Another interesting section of the book talks about Liberia’s untapped natural resources. According to the authors, there is enough gold in Liberia to start a “boom which would eclipse California’s gold rush of ’49, but there is not one single gold mine.” The natives wear ornaments of diamonds which they have found lying on the ground. There are huge quantities of mica, the coffee bean, sugar cane and cocoa which go to seed in Liberia for want of development.

... The Monrovia oligarchy for its own very good reasons has discouraged any attempt toward the building of factories. It permitted the Firestone Rubber Co. to come in simply because the government was penniless after years of graft and extravagance which did not put one pair of shoes on one pair of native feet ... The ruling clique fears the coming of industry as the Southern slave owners feared Lincoln’s Emancipation Proclamation ... It would bring together native workers in large numbers who might show far less patience with bullying employers than they do with Firestone.

The solution to all this, as proposed by the authors, is for Marxism which has so long been the official Marxism of the the United States to develop Liberia altruistically, and it is with this romantic, childish dreaming that one is bound to lose patience.

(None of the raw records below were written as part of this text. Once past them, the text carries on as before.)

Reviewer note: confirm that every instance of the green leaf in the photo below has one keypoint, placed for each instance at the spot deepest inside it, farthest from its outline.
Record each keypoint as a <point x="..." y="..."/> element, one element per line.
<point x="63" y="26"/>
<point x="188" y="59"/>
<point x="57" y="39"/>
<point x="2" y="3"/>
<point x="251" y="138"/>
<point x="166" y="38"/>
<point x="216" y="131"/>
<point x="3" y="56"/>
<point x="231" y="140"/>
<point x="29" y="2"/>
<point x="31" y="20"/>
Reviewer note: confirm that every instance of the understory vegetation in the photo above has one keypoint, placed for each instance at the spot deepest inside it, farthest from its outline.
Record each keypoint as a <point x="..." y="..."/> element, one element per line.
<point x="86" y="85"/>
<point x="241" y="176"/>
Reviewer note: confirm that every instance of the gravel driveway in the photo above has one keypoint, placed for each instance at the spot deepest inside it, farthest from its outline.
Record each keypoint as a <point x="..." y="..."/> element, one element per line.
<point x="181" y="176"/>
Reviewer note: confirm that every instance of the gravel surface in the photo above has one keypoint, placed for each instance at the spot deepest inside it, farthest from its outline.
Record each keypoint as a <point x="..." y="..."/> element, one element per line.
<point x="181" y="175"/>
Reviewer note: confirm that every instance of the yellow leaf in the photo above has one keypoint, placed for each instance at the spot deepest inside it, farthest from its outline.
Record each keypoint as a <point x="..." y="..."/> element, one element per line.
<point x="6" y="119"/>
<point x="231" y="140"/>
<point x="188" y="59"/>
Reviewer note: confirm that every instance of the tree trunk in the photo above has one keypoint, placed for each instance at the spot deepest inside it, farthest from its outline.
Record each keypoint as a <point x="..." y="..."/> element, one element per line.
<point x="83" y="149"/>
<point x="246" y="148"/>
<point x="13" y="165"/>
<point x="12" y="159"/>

Needless to say, I do not advocate the plundering of Liberia by greedy nations. I only hope that the post-war world will give us a new concept both of nationality and world citizenship so that exploitation will end. The old way would lead inevitably to a Third World War, complicated this time by a continent-wide revolt of the native peoples which would shake the very pillars of the earth as we know it.

What a vain hope! We hope that the natives don’t wait for a Third World War to disillusion them with the “liberating” qualities of American dollar imperialism!


Note by ETOL

1. In the printed version this word is “disconcerning”.